Your PCB is designed by a CAD program. The CAD program uses its own coordinates; Most often, the origin is at the board low left corner. This is also the recommended location. When placing parts, the software needs to know the parts target location, in machine coordinates. To find out these machine coordinates, visual measurement process is used.
When building the job data, components with same value and footprint are collected together on one row. One of these rows should have data for alignment marks, usually called “fiducials”. Please see PCB requirements page for a description of industry standard ficucials. Using these makes the process more reliable, but is not mandatory, other PCB features, such as pads or vias, can be used as reference marks also. If you name your fiducials as FI1, FI2, … or FID1, FID2, … the program automatically recognizes these (case insensitive); otherwise you need to indicate the row by setting the method as “Fiducials”.

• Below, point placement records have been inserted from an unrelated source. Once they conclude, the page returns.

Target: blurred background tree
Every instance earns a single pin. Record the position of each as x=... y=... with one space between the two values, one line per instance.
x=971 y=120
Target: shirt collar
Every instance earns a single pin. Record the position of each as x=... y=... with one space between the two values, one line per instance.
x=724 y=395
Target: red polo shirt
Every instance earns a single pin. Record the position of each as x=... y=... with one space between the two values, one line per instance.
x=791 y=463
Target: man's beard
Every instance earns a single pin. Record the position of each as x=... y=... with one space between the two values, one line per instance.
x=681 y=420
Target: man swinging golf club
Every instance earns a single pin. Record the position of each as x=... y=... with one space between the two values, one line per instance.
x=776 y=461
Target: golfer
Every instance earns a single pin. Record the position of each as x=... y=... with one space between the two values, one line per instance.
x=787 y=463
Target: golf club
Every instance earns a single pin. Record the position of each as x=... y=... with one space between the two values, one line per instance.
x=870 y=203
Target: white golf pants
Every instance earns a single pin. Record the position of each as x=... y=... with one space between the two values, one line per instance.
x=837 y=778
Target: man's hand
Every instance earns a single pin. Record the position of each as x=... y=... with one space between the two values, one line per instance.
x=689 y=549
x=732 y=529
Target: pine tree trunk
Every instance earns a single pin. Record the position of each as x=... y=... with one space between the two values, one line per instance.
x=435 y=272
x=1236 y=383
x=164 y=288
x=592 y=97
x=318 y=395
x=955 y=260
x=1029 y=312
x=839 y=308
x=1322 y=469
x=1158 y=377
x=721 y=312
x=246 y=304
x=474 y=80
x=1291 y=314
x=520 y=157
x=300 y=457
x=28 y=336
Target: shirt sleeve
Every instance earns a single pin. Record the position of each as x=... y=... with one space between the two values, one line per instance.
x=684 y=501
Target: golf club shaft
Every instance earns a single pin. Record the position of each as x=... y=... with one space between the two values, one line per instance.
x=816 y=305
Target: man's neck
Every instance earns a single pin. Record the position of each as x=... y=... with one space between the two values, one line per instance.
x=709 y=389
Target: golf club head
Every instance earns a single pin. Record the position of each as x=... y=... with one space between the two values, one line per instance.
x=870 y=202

The idea is to visually measure the the location (machine coordinates) of the alignment marks. From these, the program will construct a mathematical transform between the CAD data and machine coordinates. Four reference marks, spread out on the board, will results to most accurate results. Two are needed at minimum. The accuracy of the transform will suffer the farther away you get from the area defined by the reference marks.
The machine will go trough the alignment marks one by one. First it goes to the nominal location, which is just the CAD data coordinates plus the PCB position. Assuming all goes as planned, it takes an initial measurement. From this it gets on top of the mark or a more accurate data, re-trying a few times if needed. After measurement, the program pauses briefly on top of each one. I recommend you watch this process, in case the process picks up a wrong feature on your PCB.
After the measurement, the software builds the transform and applies it to each component. Results go to CAD data table, machine coordinates columns.
The process is fairly robust, but if it fails, you’ll get a message. A known issue is that if your board has relatively large offset (CAD data origin not close to the board), the algorithm has troubles to build a stable transform. In these cases. you can either modify the location of the origin in your CAD data, or process the CAD data in a spreadsheet program, such as Excel. (The CAD data is a comma separated text file, that all spreadsheet programs can read and write.)